Structure Type: built works - dwellings - houses
Designers: [unspecified]
Dates: [unspecified], demolished 2019
2 stories
Overview
This very unusual dwelling had irregular, picturesque massing of forms, consistent with 19th century Queen Anne architecture, but had half-timbering, brick detailing and steeply pitched roofs suggestive of French or German vernacular prototypes. The design of the front-facing gable, with its double-pitched form, was unusual for the period in the US. The demolition of this highly distinctive design was a loss for Los Angeles.
Building History
Gebhard and Winter in their 1985 Architecture in Los Angeles A Compleat Guide, attributed this house to the architect Joseph Cather Newsom (1857-1930). They wrote of it: "Knowing Newsom's inventive use of terms to indicate style, he would most likely have labeled this stucco, wood-detailed and highly-pitched-roof dwelling as 'Rhinish.'" This would suggest that it had elements of Germanic or French half-timbered architecture. (See David Gebhard and Robert Winter, Architecture in Los Angeles A Compleat Guide,[Salt Lake City: Gibbs M. Smith, Incorporated, 1985], p. 204.) The historians dated the work as "c. 1900."

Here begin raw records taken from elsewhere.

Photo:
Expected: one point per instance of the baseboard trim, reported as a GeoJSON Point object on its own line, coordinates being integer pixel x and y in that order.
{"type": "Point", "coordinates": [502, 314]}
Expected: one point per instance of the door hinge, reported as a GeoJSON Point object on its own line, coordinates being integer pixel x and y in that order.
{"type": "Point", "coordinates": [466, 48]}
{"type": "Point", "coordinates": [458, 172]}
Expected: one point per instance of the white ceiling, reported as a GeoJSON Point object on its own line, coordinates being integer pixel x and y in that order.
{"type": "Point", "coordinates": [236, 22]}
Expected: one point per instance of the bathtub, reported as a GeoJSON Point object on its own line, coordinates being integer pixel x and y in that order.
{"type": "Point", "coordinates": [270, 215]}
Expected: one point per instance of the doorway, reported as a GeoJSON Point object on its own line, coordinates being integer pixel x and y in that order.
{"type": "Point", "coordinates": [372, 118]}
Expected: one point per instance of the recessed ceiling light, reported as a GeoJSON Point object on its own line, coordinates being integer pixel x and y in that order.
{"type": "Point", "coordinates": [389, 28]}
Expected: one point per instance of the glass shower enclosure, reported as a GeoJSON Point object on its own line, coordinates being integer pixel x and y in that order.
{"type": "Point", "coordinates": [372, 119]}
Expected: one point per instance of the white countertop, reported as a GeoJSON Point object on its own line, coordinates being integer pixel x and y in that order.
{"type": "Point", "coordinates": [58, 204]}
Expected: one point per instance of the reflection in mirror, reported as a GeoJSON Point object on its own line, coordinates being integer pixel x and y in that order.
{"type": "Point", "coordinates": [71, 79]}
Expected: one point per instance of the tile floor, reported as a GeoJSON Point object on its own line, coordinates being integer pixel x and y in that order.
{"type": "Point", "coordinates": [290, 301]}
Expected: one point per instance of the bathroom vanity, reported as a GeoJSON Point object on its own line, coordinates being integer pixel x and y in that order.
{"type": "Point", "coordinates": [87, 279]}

The house at 957 South Arapahoe Street was included in a 1987 exhibition prepared by Gebhard and Winter on the Southern CA work of Joseph Cather Newsom and his brother Samuel Newsom (1852-1908). It was one of eleven residences in Southern CA that Gebhard and Winter established or attributed to the pair. (See Evelyn De Wolfe, "Exhibit to Feature Newsom's Work," Los Angeles Times, 01/18/1987, p. H1, H11.)
Building Notes
The contents of the house at 957 South Arapahoe Street were auctioned by Strouse and Hill Auctioneers on 09/29/1920. (See "Auction Sales," Los Angeles Times, 06/10/2025, p. I6.)
Demolition
The house at 957 South Arapahoe Street was destroyed likely sometime in 2019.